В своей статье 1917 года под названием «Искусство как прием» российский и советский теоретик литературы Виктор Шкловский анализирует понятие «остранения». «Остранение», по мысли Шкловского, – это литературный прием, призванный замедлить восприятие предмета читателем, сделать объект восприятия новым, странным, незнакомым и неузнаваемым. Остранение – акт подчинения сознания состоянию радикальной неготовности, выбрасывающий читателя из проторенной колеи привычного, автоматического восприятия, внезапно делающий что-то обыденное и обыкновенное совершенно незнакомым. Шкловский начинает свое эссе с описания того, как со временем восприятие превращается в рутинную привычку, лишенную жизненной силы и воодушевления: «Если мы станем разбираться в общих законах восприятия, то увидим, что, становясь привычными, действия делаются автоматическими. Так уходят, например, в среду бессознательно-автоматического все наши навыки; если кто вспомнит ощущение, которое он имел, держа в первый раз перо в руках или говоря в первый раз на чужом языке, и сравнит это ощущение с тем, которое он испытывает, проделывая это в десятитысячный раз, то согласится с нами». [ 4 ] 4. В. Шкловский. О теории прозы. М.: Издательство «Федерация», 1929. С. 11–12.
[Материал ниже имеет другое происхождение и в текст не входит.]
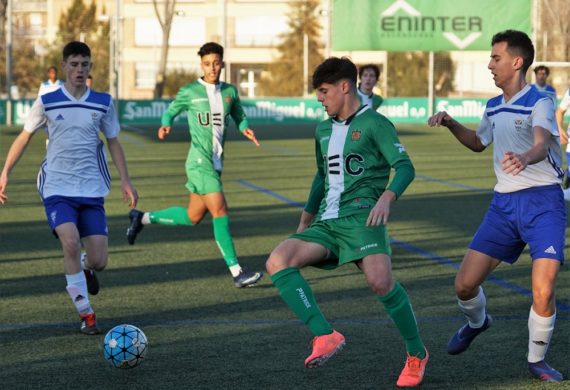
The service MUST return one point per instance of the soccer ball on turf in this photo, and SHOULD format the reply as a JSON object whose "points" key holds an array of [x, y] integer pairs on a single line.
{"points": [[125, 346]]}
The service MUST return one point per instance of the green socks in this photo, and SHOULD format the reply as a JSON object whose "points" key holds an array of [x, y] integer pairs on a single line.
{"points": [[224, 239], [297, 294], [397, 304], [171, 216]]}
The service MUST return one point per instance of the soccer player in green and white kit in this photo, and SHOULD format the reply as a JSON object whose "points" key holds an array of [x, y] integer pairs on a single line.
{"points": [[209, 104], [345, 218]]}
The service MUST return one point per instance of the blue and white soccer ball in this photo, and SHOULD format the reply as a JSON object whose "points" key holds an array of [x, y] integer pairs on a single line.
{"points": [[125, 346]]}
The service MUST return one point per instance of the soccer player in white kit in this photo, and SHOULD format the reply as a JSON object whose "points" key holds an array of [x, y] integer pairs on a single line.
{"points": [[528, 205], [74, 177]]}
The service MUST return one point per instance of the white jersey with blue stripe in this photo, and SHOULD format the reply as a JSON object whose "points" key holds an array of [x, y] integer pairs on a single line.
{"points": [[509, 125], [75, 163], [549, 91]]}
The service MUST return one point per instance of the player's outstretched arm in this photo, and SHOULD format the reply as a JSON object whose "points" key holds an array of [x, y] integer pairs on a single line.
{"points": [[381, 210], [514, 163], [163, 132], [250, 135], [16, 150], [464, 135], [129, 192]]}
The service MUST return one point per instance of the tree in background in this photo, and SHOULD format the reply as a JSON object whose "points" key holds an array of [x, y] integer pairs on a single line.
{"points": [[175, 79], [408, 74], [82, 23], [284, 77], [165, 20], [553, 37]]}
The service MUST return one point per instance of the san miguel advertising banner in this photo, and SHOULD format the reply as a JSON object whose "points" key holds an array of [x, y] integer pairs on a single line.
{"points": [[425, 25]]}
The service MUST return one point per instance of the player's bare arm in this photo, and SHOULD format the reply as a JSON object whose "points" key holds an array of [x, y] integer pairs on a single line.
{"points": [[466, 136], [381, 210], [163, 132], [514, 163], [128, 191], [305, 221], [249, 134], [16, 150]]}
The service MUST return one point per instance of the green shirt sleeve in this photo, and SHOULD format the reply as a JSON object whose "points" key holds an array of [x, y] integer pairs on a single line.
{"points": [[179, 104], [237, 113], [396, 155]]}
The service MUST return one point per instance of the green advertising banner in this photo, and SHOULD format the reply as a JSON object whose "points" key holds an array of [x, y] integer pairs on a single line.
{"points": [[425, 25], [258, 111]]}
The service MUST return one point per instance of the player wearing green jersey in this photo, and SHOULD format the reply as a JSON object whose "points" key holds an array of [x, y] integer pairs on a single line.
{"points": [[209, 104], [345, 218]]}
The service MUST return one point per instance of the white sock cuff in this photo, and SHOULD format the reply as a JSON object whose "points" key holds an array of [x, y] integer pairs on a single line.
{"points": [[544, 321], [75, 278], [473, 301]]}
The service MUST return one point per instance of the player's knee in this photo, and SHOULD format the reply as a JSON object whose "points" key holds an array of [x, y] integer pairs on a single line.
{"points": [[465, 291], [381, 285], [542, 296]]}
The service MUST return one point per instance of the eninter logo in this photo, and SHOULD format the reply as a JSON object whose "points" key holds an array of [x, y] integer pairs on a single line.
{"points": [[422, 26]]}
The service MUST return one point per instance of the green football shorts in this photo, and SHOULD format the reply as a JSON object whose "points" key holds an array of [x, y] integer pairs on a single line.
{"points": [[348, 238], [204, 182]]}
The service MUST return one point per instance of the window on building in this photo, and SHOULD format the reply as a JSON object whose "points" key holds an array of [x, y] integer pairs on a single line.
{"points": [[185, 31], [260, 31]]}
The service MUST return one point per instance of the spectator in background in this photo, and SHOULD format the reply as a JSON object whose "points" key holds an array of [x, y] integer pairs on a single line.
{"points": [[369, 75], [52, 83]]}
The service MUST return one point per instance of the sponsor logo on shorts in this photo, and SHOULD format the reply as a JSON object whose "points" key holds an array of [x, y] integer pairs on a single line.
{"points": [[550, 250], [368, 246]]}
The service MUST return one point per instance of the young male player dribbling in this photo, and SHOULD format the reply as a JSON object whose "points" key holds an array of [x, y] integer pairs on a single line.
{"points": [[345, 218], [527, 206], [209, 104], [74, 177]]}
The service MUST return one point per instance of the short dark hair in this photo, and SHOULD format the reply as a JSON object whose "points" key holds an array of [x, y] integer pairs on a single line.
{"points": [[211, 48], [334, 69], [518, 43], [76, 48], [542, 67], [372, 67]]}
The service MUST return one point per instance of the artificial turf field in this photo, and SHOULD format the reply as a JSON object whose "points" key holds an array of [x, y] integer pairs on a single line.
{"points": [[206, 334]]}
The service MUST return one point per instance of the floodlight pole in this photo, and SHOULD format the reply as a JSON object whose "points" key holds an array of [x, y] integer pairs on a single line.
{"points": [[9, 62], [305, 64], [430, 84]]}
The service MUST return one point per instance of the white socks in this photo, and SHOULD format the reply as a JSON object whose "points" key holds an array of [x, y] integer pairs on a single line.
{"points": [[77, 289], [474, 309], [235, 270], [540, 331]]}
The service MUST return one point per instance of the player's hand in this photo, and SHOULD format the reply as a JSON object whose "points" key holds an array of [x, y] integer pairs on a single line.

Шкловский называет это явление «автоматизацией» и утверждает, что цель искусства состоит в том, чтобы сделать предметы снова «незнакомыми», «странными»: «Автоматизация съедает вещи, платье, мебель, жену и страх войны. “Если целая сложная жизнь многих проходит бессознательно, то эта жизнь как бы не была.” И вот для того, чтобы вернуть ощущение жизни, почувствовать вещи, для того, чтобы делать камень каменным, существует то, что называется искусством. Целью искусства является дать ощущение вещи, как видение, а не как узнавание; приемом искусства является прием “остранения” вещей и прием затрудненной формы, увеличивающий трудность и долготу восприятия, так как воспринимательный процесс в искусстве самоцелен и должен быть продлен; искусство есть способ пережить деланье вещи, а сделанное в искусстве не важно».  [ 5 ] 5. Там же. С. 13.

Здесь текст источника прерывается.